Dish to Judge: Lawsuits should be in NYC

0

Dish NetworkDish Network told U.S. District Judge Laura Taylor Swain in Manhattan this week that lawsuits over its service allowing viewers to watch ad-free TV should be heard in New York instead of LA, where CBS, Fox and NBC filed their complaints in May. The nets claim that its new AutoHop DVR feature, which allows viewers to automatically skip through commercials on recorded programs, infringes their copyrights and breaches Dish’s contracts with them. They say that the lost ad revenue will hinder their ability to pay for quality programming.


Judge Swain heard arguments on whether the lawsuit by Dish, filed in New York against the broadcast networks, should continue. In May, Swain ordered a temporary halt to the networks’ suits filed in California. She said she plans to rule on where the cases will be heard “within a week,” Bloomberg reports.

ABC didn’t sue in LA. It’s a defendant in Dish’s complaint in New York. Kevin Baine, a lawyer for ABC, told the judge the network doesn’t object to litigating in The City of Angels.

“This controversy belongs in New York,” Peter Bicks, a lawyer for Dish, told the judge 7/2. Dish said the cases should be in New York because its complaint was the first filed and its contracts with the networks require litigation to be heard there. “Dish is standing by the contract provisions,” he said.

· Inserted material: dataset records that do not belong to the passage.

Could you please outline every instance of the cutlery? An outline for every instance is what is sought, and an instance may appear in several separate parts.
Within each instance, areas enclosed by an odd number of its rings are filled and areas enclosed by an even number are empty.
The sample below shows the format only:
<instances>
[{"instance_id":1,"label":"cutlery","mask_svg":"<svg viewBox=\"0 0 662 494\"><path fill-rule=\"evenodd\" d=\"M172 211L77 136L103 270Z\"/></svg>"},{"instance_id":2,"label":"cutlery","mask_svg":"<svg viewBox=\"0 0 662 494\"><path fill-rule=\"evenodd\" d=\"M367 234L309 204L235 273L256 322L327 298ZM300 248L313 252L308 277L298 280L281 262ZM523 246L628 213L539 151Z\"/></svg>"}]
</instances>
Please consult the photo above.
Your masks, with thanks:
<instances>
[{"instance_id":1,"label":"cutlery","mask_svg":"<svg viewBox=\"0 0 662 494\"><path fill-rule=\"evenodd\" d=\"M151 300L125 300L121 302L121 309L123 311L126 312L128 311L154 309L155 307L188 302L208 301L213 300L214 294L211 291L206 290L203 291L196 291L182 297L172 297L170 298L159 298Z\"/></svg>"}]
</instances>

Dish’s service “will ultimately destroy the advertiser- supported ecosystem that provides consumers with the choice to enjoy free over-the-air varied, high-quality prime time broadcast programs,” Fox said in its complaint. The networks seek an injunction to shut down the service.

The networks argued that the cases should be heard in LA because the violation of their copyrights and contracts makes them the “true” plaintiffs. They said Dish filed its complaint first because it knew it was about to be sued, and that its suit should be dismissed as an “improper anticipatory” filing. The Dish complaint was stamped 29 minutes before the first of three suits was filed in Los Angeles.

“Dish admitted it filed its declaratory judgment suit because it was operating under the threat of imminent litigation,” Richard Stone, a lawyer for Fox, told the judge.

Paul LiCalsi, a lawyer for CBS and NBC, said in court that Dish’s complaint “serves no useful purpose” and should be dismissed. “It misses crucial issues,” he said.

The networks are trying to stifle innovation, Dish said in its complaint. Auto Hop “complies with Dish’s bargained-for contractual rights,” it said. Dish added that it pays the networks “hundreds of millions of dollars per year in retransmission fees, collected from its subscriber base, for the right to rebroadcast these signals.”

It seeks a judicial ruling that it didn’t violate contracts or copyrights.

Fox said in its complaint that the Hopper is a “bootleg” VOD service and that its contracts for such services with Dish “include prohibiting fast-forwarding through commercials.”